The stakes are now potentially even higher for an employer who wrongly categorises an individual as self-employed when he is in fact a worker. In such circumstances, the worker may be able to claim payment in lieu of all of the annual leave that he would have been entitled to accrue during the entire period of his employment. As in Mr King’s case, this could result in high value claims going back over a very significant period of time.

As this was a case involving disputed employment status, it has been suggested that the impact of the Court’s judgment may be most widely felt by businesses in the "gig economy". Last month, we learned that Uber had lost its appeal against the decision of the employment tribunal which had held that its drivers were workers, and not self-employed as Uber had claimed. The Court’s judgment in King may now pave the way for workers who dispute their purported self-employed status to claim payment in lieu of the annual leave they were denied throughout the entire period of their engagement up to the termination date.
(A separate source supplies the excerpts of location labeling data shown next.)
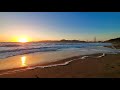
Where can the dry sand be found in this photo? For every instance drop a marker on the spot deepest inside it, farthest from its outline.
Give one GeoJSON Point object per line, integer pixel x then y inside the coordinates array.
{"type": "Point", "coordinates": [91, 67]}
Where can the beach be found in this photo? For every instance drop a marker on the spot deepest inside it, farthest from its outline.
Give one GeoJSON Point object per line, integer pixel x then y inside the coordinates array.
{"type": "Point", "coordinates": [90, 67]}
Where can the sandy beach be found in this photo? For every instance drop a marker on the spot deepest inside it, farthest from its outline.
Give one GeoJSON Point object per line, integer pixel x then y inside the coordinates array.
{"type": "Point", "coordinates": [91, 67]}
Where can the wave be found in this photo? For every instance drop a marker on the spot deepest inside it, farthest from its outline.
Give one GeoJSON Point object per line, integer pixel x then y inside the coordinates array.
{"type": "Point", "coordinates": [53, 65]}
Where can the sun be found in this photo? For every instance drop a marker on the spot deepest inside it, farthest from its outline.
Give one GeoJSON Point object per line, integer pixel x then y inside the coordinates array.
{"type": "Point", "coordinates": [23, 40]}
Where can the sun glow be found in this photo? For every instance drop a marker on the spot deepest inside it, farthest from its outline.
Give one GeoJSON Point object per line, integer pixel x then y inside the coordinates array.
{"type": "Point", "coordinates": [23, 40]}
{"type": "Point", "coordinates": [23, 61]}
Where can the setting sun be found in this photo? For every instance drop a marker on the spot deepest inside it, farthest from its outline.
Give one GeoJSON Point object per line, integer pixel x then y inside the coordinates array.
{"type": "Point", "coordinates": [23, 40]}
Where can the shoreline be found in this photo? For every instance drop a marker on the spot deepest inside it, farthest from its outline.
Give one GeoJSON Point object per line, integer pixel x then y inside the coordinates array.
{"type": "Point", "coordinates": [62, 62]}
{"type": "Point", "coordinates": [78, 68]}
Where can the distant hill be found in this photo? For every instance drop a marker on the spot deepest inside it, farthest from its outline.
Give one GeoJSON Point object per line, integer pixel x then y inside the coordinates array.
{"type": "Point", "coordinates": [63, 40]}
{"type": "Point", "coordinates": [115, 40]}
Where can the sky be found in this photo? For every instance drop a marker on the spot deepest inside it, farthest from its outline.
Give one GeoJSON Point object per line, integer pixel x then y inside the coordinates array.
{"type": "Point", "coordinates": [37, 26]}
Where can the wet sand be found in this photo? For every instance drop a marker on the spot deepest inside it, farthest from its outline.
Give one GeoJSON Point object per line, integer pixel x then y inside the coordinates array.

This case also raises interesting questions regarding the regulations which were introduced by the UK Government in the wake of the various holiday pay cases to limit an employer’s liability for backdated claims to a period of two years. The European Court’s statement in King that “the right to paid annual leave cannot be subject to any preconditions whatsoever”, may mean that the two year rule is itself vulnerable to legal challenge.

Similarly, the decision of the UK Employment Appeal Tribunal in Bear Scotland Limited v. Fulton, which held that a claim for a series of unlawful deductions will be broken wherever there is a gap of longer than three months between consecutive underpayments, may now also come under attack.

Whilst the precise impact of King is uncertain, what remains clear is that holiday pay issues are not going away any time soon. With the abolition of employment tribunal fees, such claims are now more likely than ever.